Enhancements in PostgreSQL 9.0
PostgreSQL 9.0 will have additional support for the pictured /proc-Interface. On one hand PostgreSQL 9.0 will come with a new Linux start script, which supports setting the oom_adj value before starting up PostgreSQL; on the other hand it is possible to build PostgreSQL with the special C-Macro LINUX_OOM_ADJ defined, which will allow DBAs to limit the inheritance of the OOM-Score to backend childs as shown in this example:
$ ./configure CC="ccache gcc" CFLAGS="-DLINUX_OOM_ADJ=0"
This method will save the PostgreSQL system process but will allow the OOM-Killer to kill database backend processes running amok.
An alternative solution is available by an additional kernel patch. This extends the existing /proc-Filesystem with a list of process names which should be excluded from the OOM-Killer. However, this patch is an unoffical extension to the Linux kernel and you may have to maintain your own builds of Linux kernels. In addition, it is not nearly as flexible as adjusting the OOM-Score and process names are not useful for uniquely identifying processes (e.g. Java- or Perlbased processes).
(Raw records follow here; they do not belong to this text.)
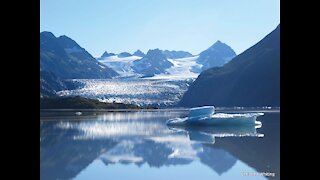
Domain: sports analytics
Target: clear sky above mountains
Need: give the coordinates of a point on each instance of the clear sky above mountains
(128, 25)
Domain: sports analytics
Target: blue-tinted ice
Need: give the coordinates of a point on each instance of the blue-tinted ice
(206, 116)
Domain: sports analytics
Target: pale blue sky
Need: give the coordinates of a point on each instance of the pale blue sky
(128, 25)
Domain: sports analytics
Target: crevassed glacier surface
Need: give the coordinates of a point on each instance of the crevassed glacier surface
(139, 91)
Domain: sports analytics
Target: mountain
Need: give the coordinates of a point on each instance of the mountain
(176, 54)
(250, 79)
(64, 58)
(50, 84)
(124, 54)
(139, 53)
(106, 54)
(216, 55)
(154, 62)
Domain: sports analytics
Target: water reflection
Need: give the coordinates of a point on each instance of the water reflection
(69, 147)
(208, 134)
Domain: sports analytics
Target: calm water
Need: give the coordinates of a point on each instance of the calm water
(138, 145)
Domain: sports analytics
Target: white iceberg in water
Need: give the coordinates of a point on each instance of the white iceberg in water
(206, 116)
(207, 134)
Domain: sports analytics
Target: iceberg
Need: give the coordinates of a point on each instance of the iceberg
(207, 134)
(206, 116)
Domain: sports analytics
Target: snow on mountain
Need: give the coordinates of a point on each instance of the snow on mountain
(122, 65)
(182, 69)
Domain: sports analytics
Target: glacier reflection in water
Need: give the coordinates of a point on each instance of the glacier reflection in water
(76, 149)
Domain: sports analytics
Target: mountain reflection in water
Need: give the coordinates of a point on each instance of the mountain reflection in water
(68, 147)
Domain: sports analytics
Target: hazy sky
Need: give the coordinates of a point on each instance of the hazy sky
(191, 25)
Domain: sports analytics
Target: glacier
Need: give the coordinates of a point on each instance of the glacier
(162, 90)
(138, 91)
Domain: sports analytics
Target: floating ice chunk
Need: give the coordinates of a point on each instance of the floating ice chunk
(78, 113)
(205, 116)
(201, 111)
The Linuxkernel provides a comprehensive interface to adjust processes regarding their memory usage and the OOM-Killer. The most flexible method is the introduced /proc-Filesystem with the oom_adj-Interface. PostgreSQL 9.0 will have additional support for this interface. Dedicated PostgreSQL-Systems can be configured to avoid overcommit at all, but will need a deeper understanding of the number of memory resources the database system demands and the requirements of the VM of the kernel.